Das heiße Wetter und die relative Trockenheit führen auch dazu, dass sich die Landwirte im Vest um die Getreideernte sorgen. Im Ruhrgebiet wird jetzt begonnen, die Wintergerste einzufahren. Für eine gute Ernte war es im Mai aber nicht nass genug, heißt es vom Landwirtschaftlichen Kreisverband Recklinghausen.
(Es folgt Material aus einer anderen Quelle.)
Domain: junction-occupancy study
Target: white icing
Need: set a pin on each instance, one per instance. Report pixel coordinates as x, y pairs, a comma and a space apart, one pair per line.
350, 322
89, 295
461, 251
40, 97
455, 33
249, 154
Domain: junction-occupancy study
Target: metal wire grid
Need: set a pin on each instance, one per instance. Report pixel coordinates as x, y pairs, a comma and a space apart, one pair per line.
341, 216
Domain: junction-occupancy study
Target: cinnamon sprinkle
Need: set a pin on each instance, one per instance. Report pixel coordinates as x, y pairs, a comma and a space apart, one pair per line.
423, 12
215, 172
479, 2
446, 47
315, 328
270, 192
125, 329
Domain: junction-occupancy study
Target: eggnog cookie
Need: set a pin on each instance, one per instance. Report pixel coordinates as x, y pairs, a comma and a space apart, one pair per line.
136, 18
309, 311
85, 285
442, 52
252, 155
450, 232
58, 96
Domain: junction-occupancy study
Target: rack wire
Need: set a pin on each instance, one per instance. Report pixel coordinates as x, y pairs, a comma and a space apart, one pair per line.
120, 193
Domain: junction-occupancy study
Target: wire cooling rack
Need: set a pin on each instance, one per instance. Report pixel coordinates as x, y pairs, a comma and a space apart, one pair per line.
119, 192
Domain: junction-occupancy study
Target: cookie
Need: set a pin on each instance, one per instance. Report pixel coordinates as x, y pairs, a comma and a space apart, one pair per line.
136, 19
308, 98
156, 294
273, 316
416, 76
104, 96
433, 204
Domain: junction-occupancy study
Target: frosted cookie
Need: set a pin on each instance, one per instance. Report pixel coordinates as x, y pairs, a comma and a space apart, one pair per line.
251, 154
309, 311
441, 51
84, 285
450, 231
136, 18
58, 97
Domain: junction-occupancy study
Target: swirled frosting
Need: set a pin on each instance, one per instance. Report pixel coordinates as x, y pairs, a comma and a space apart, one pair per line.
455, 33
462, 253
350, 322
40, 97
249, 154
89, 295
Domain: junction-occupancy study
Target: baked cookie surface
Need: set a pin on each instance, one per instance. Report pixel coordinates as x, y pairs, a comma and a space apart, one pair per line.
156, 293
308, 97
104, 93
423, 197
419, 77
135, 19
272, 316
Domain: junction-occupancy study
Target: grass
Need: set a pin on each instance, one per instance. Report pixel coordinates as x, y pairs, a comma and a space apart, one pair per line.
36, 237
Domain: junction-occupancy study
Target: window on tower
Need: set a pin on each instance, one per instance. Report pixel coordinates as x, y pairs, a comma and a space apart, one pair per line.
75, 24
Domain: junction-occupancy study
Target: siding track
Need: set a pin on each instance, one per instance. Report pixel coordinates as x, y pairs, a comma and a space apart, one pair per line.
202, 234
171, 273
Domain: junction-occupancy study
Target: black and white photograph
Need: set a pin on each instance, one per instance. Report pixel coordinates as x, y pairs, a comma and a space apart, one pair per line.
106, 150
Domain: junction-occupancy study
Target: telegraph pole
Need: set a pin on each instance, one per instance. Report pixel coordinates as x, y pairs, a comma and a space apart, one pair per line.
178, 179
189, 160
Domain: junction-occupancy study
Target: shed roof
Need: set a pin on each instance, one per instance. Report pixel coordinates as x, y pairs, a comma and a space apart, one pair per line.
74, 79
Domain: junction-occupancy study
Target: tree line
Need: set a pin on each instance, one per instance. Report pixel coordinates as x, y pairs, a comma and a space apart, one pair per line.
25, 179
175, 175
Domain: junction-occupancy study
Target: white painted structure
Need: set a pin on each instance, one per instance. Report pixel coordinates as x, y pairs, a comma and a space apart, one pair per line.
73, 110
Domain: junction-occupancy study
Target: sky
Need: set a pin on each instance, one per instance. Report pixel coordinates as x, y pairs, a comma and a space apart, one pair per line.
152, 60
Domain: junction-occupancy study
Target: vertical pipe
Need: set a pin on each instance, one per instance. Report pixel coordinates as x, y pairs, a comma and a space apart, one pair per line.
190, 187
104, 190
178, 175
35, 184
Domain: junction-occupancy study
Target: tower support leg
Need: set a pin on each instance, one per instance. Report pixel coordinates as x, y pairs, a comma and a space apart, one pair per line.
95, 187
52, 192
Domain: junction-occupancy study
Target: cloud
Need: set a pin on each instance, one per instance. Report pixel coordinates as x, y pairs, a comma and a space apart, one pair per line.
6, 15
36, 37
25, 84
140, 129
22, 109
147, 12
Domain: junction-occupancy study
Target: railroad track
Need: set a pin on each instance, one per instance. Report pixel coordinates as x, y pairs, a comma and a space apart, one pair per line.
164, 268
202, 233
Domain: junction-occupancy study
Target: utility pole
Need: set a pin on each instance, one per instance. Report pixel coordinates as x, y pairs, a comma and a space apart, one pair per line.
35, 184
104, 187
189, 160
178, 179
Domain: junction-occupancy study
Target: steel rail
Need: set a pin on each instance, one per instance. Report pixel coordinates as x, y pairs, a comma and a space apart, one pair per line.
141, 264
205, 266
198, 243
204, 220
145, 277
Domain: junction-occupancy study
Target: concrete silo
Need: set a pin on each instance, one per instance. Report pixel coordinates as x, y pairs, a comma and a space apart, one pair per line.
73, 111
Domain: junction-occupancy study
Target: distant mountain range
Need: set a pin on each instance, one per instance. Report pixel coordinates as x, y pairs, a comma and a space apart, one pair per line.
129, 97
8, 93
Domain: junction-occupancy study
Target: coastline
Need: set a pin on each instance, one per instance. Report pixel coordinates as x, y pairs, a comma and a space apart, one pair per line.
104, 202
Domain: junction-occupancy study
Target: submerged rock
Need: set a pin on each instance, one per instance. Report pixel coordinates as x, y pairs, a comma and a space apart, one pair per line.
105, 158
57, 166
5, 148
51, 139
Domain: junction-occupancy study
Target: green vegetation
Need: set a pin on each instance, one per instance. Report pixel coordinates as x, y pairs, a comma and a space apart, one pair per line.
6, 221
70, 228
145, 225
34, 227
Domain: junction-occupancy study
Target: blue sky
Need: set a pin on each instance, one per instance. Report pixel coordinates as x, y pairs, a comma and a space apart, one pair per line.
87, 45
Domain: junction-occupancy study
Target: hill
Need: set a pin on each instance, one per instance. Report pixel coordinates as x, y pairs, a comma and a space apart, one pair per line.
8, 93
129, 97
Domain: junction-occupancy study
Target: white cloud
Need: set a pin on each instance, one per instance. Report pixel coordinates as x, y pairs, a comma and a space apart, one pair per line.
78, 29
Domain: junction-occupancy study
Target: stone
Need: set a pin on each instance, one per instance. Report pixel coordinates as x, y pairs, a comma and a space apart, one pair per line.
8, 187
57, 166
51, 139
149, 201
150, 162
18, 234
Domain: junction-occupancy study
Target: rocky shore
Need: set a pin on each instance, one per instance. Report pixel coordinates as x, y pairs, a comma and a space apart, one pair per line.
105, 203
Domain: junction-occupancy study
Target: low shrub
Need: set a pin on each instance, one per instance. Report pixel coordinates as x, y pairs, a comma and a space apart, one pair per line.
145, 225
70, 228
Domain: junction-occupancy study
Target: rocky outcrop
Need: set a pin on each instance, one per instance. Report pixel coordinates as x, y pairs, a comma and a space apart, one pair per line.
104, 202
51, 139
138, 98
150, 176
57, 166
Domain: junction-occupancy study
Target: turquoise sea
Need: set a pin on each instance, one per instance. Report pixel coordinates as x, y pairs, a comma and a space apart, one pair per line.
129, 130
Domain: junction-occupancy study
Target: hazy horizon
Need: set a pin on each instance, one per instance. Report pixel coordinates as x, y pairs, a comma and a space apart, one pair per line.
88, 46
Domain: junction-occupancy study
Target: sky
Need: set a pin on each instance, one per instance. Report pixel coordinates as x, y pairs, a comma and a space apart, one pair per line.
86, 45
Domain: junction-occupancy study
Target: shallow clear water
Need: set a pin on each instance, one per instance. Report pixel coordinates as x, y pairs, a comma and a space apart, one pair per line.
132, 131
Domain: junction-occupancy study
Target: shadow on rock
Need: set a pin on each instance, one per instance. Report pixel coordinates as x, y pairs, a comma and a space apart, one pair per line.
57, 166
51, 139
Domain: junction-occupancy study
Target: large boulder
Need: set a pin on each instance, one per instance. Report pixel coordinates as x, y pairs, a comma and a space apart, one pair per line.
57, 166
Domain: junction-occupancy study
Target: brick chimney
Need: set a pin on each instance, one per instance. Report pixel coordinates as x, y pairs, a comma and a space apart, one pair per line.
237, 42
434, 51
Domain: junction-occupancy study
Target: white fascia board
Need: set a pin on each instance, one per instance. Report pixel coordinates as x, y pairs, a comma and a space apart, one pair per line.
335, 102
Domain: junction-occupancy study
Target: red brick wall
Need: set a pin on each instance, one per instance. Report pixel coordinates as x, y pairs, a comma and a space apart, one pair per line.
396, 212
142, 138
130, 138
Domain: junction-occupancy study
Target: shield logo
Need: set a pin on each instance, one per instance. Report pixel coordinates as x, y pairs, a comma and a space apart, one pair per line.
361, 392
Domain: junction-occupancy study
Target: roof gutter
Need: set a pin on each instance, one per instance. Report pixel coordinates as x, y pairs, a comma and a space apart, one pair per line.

Man gehe davon aus, dass es aufgrund der Trockenheit erhebliche Ertragseinbußen geben werde. Die Landwirte rechnen mit 25 bis 30 Prozent weniger Wintergerste in diesem Jahr. Zudem ärgern sich Landwirte im Kreis Recklinghausen über die zunehmende Zahl der Kanadagänse, die den Bauern die Getreidefelder leer fressen. Außerdem würden sie die Felder so zertrampeln, dass dort nichts mehr wachsen würde. Das sei ein echtes Problem, heißt es vom landwirtschaftlichen Kreisverband. Dass es immer mehr Gänse gibt, liegt an einer Änderung des Jagdgesetztes, wonach diese nicht mehr so lange gejagt werden dürfen und sich so auch stärker vermehren.